I bit my lip. I wanted so badly to cry. But I was not a crier. I was not weak. I squeezed the doorhandle, trying to hold on to some semblance of control.

‘You fucked up, Blue,’ Pops said. It was rare that he swore. I looked at his eyes. ‘You’re a hothead. And I love that about you. It’s half of what makes you a good cop. Your fearlessness. Your fire. But you need to get away from here before you do some real damage. This?’ He flipped the frilly collar of my blouse. ‘This is not working. When you’re not bashing prosecutors you’re standing around pissed as hell and doing a bad job hiding it. The princess get-up makes you look about as harmless as a hired assassin.’

I exhaled. I wanted a hug.

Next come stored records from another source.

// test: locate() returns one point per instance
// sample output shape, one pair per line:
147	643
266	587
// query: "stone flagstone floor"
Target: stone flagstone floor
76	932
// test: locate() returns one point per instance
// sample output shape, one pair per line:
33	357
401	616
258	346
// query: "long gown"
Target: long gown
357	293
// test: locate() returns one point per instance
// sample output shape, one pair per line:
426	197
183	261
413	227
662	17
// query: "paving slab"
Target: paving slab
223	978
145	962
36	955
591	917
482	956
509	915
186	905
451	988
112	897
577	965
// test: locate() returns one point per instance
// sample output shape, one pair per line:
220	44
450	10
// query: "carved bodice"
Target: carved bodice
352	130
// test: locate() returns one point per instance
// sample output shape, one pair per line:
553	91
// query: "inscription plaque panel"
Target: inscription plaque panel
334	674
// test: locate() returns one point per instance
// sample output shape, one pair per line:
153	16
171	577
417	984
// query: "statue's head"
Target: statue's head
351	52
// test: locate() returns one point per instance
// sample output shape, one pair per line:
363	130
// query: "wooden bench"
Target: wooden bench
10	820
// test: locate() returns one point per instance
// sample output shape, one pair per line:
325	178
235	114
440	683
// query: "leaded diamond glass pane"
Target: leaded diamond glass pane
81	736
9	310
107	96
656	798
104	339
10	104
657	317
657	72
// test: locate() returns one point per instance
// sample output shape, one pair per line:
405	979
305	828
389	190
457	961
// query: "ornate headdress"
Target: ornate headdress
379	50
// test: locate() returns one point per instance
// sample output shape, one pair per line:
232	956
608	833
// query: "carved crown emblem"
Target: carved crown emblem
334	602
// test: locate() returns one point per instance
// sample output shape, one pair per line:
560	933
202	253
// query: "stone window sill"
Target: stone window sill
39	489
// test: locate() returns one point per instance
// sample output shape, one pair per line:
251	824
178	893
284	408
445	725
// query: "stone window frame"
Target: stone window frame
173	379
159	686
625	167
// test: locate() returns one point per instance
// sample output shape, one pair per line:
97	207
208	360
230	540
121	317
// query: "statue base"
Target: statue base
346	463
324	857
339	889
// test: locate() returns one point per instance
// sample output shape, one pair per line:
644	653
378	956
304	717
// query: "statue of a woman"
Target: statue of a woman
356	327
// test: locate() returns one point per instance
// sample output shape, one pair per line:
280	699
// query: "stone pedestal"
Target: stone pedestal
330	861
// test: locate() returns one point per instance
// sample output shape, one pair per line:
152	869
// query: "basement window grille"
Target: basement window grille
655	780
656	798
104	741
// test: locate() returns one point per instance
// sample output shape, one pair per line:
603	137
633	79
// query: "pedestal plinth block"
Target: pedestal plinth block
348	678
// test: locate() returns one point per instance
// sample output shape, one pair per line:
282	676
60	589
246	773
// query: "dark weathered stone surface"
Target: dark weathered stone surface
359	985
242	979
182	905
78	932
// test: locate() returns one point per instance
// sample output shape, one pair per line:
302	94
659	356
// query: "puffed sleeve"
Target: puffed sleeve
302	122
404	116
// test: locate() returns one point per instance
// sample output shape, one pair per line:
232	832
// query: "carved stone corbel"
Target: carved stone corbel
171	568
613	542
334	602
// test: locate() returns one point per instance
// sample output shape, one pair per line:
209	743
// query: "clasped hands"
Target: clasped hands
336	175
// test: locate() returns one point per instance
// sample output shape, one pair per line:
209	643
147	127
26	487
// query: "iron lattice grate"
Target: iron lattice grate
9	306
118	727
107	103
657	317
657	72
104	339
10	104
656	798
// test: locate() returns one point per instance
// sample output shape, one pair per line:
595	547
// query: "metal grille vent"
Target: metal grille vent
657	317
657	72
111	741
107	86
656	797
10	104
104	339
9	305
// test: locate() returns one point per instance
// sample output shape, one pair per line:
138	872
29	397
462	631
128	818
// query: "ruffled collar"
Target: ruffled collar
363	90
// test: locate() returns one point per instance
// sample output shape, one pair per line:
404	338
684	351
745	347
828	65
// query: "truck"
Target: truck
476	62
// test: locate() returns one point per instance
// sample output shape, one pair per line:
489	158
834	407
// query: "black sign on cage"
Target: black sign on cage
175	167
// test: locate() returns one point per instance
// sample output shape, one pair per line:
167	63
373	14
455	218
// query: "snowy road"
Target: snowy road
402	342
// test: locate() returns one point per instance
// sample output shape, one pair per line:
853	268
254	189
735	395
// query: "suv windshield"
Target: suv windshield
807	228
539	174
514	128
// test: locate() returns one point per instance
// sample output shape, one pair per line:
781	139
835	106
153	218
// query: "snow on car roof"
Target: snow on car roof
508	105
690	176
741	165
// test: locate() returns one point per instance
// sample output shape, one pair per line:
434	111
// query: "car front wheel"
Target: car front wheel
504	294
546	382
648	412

But I was not a hugger, either.

‘It’s only nine days,’ he said. ‘How bad could things go in that time?’





Chapter 8


I LEANED MY head against the car window in the dark.

Beyond the glass, New South Wales desert rolled by, barren and hard. I was out here again. In exile for my own good, for the good of Sam’s case.

I was six hours from Sydney, four of them by plane, two of them by car, on the straight edge of the western border of New South Wales. Red dirt country. We were headed to a tiny, dim star in a constellation of sparse towns, most notably White Cliffs to the south of us (population 103) and Tibooburra to the west of us (population 262). My driver, a plump and pretty blonde woman wearing a dusty police uniform and standard-issue baseball cap, shifted uncomfortably behind the wheel. She’d been jibber-jabbering since we left the airstrip, about the region, its history, seasonal precautions about snakes. I was so angry at myself, so distracted, I’d hardly been answering her. I sighed quietly. She was gearing up to take a run at me about why I was there. How I could possibly explain what I’d done? I could feel it – the curiosity.

‘ So the papers said …’ She licked her lips, hesitated, as most people do. ‘They said that the lawyer made some derogatory remark towards you?’

‘My brother,’ I answered. ‘He made a joke about my brother being raped in prison. I work in Sex Crimes. Rape jokes aren’t funny.’

‘Struth! You’re right, they’re not. Plus, it’s your brother,’ the cop sympathised. ‘I mean, it doesn’t matter what he did. He’s still –’

‘He didn’t do anything. He’s innocent,’ I said.

I realised miserably that I didn’t even know this officer’s name. My mind was so tangled up in my personal life that I’d completely forgotten it as soon as she’d introduced herself. I reached down for the case file at my feet and pretended I was shifting it to the back seat so it wouldn’t get damaged. I glanced at the name on the cover. Senior Sergeant Victoria Snale.

‘I’ve got to say,’ – Snale’s voice was irrepressibly cheerful – ‘it made an amazing picture for the front pages. You standing over the lawyer. Him all splayed out on the concrete. It must have really been some punch.’

I felt microscopically uplifted. ‘It doesn’t have to be hard if it’s on target.’